Il parla avec les policiers pendant plus d'une heure. Dès qu'il sortit du bureau vitré, il se dirigea vers elle:

-Je savais que vous me rejoindriez, chère et impétueuse Julie. Pardonnez-moi, supplia-t-il, mais je ne pouvais rien vous révéler avant de m'être adressé à la police. Par simple prudence. Tout a commencé le mois dernier: les gens de l'Honorable Société (que vous autres, les Français, appelez la Maffia) ont franchi les limites, en décidant de racketter les propriétaires des plantations de citronniers, autour de Sant'Agata di Militello. Or, selon les conventions que nos pères ont signées autrefois avec la Maffia, il est prévu que l'on ne doit pas de "redevances" pour les arbres fruitiers. Aussi ai-je refusé de payer, et j'ai suggéré aux autres  propriétaires de suivre mon exemple. Durant la nuit qui suivait la date d'échéance, l'Honorable Société a utilisé ses manoeuvres d'intimidation habituelles: des inconnus ont tiré sur ma voiture, pour me prouver qu'ils pourraient m'atteindre quand ils le voudraient. Ils se sentent forts, puisque personne n'a jamais osé témoigner contre eux. Non seulement ma voiture était endommagée, mais en plus, aucun des paysans de Sant'Agata n'a accepté de m'aider, de crainte de se mettre la Maffia à dos. Quand j'ai vu votre camping-car, immatriculé en France, je me suis dit que vous étiez ma seule chance. Et j'ai décidé d'en profiter, en brisant la loi du silence, pour la première fois, et en me rendant à la police. J'avais dans ma serviette assez de documents et de preuves pour confirmer mes dires. Je craignais seulement qu'on ne soit suivi par les agents de la Maffia, et je ne voulais pas vous faire courir le moindre danger. C'est pourquoi je vous ai parfois poussée à changer de route. Et j'ai volé votre camping-car pour aller témoigner seul au commissariat: au cas où l'on aurait réussi à nous suivre et où l'on aurait été prêt à tout pour m'empêcher de parler... On ne sait jamais, ces gens ont tant de complices. Me pardonnez-vous ?

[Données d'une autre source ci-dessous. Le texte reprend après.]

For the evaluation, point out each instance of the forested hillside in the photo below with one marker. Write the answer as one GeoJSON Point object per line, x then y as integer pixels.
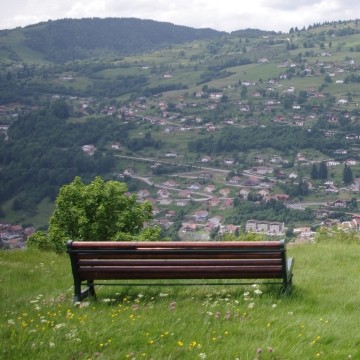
{"type": "Point", "coordinates": [238, 120]}
{"type": "Point", "coordinates": [67, 40]}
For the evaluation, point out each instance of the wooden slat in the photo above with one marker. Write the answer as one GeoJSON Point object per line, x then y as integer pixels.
{"type": "Point", "coordinates": [179, 262]}
{"type": "Point", "coordinates": [173, 245]}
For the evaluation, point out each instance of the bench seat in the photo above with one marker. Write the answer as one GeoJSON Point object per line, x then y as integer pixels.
{"type": "Point", "coordinates": [92, 261]}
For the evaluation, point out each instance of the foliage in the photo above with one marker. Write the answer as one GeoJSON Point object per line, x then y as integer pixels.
{"type": "Point", "coordinates": [319, 320]}
{"type": "Point", "coordinates": [347, 175]}
{"type": "Point", "coordinates": [271, 211]}
{"type": "Point", "coordinates": [96, 211]}
{"type": "Point", "coordinates": [70, 39]}
{"type": "Point", "coordinates": [335, 234]}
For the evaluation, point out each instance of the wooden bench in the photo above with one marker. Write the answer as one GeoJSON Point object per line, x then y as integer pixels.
{"type": "Point", "coordinates": [92, 261]}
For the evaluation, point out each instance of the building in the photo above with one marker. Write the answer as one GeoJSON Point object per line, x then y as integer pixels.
{"type": "Point", "coordinates": [265, 227]}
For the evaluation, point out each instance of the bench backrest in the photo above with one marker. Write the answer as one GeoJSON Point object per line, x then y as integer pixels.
{"type": "Point", "coordinates": [177, 260]}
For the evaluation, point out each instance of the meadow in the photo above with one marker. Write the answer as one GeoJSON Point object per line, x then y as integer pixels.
{"type": "Point", "coordinates": [318, 320]}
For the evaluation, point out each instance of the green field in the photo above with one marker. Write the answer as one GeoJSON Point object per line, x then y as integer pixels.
{"type": "Point", "coordinates": [318, 320]}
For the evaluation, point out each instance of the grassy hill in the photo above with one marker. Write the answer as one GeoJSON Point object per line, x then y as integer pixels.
{"type": "Point", "coordinates": [318, 320]}
{"type": "Point", "coordinates": [158, 77]}
{"type": "Point", "coordinates": [69, 39]}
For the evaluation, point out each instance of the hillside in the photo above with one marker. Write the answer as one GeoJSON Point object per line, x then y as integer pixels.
{"type": "Point", "coordinates": [69, 39]}
{"type": "Point", "coordinates": [318, 320]}
{"type": "Point", "coordinates": [218, 125]}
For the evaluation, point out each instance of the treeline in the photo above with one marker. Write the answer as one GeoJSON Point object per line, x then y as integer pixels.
{"type": "Point", "coordinates": [69, 39]}
{"type": "Point", "coordinates": [44, 152]}
{"type": "Point", "coordinates": [272, 210]}
{"type": "Point", "coordinates": [281, 138]}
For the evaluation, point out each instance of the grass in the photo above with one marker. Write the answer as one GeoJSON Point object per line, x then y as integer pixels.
{"type": "Point", "coordinates": [318, 320]}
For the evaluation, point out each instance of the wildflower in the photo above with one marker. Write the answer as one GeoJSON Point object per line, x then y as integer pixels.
{"type": "Point", "coordinates": [172, 305]}
{"type": "Point", "coordinates": [59, 326]}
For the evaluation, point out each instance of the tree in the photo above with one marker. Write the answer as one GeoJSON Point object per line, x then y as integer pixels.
{"type": "Point", "coordinates": [323, 172]}
{"type": "Point", "coordinates": [98, 211]}
{"type": "Point", "coordinates": [314, 172]}
{"type": "Point", "coordinates": [347, 175]}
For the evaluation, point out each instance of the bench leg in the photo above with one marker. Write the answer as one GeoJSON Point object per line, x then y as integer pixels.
{"type": "Point", "coordinates": [80, 295]}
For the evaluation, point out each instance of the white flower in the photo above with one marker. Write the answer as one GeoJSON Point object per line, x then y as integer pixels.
{"type": "Point", "coordinates": [59, 326]}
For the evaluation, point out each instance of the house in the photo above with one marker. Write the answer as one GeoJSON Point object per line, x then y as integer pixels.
{"type": "Point", "coordinates": [235, 180]}
{"type": "Point", "coordinates": [252, 181]}
{"type": "Point", "coordinates": [350, 162]}
{"type": "Point", "coordinates": [263, 170]}
{"type": "Point", "coordinates": [201, 215]}
{"type": "Point", "coordinates": [129, 172]}
{"type": "Point", "coordinates": [142, 194]}
{"type": "Point", "coordinates": [244, 193]}
{"type": "Point", "coordinates": [228, 203]}
{"type": "Point", "coordinates": [170, 213]}
{"type": "Point", "coordinates": [165, 201]}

Lui qui était prêt à lutter seul contre la Maffia, devenait pathétique dès qu'il s'adressait à Julie. Elle le rassura:

-Du moment que vous me rendez mon véhicule!!! A propos, où va-t-il falloir que je vous dépose, cette fois ?

-Eh bien...

Il hésita un instant, avant de confier:

-A vrai dire, je l'ignore. La police me conseille de m'éloigner de ma propriété, jusqu'à ce que j'aie témoigné au procès. Ils redoutent pour moi... le pire! Me voici donc libre de vous escorter pendant votre séjour sicilien.

-Hélas, je repars dans huit jours, soupira Julie. Or, le procès n'aura sûrement pas lieu avant plusieurs mois. Que diriez-vous de venir vous mettre à l'abri en France ? Chez moi, par exemple.

-Vous êtes la première femme à ma connaissance qui ne soit pas impressionnée par la Maffia, applaudit Adriano en riant.

Julie se blottit tout contre lui:

-Soyez tranquille: ma mère et mon ex-mari se désespèrent de me savoir seule, ils seront donc ravis de faire votre connaissance. Mes copines me savent incapables de passer des vacances paisibles, et elles ne seront guère étonnées par le récit de nos aventures. Quant aux risques, ...je suis commissaire de police! Embrassez-moi!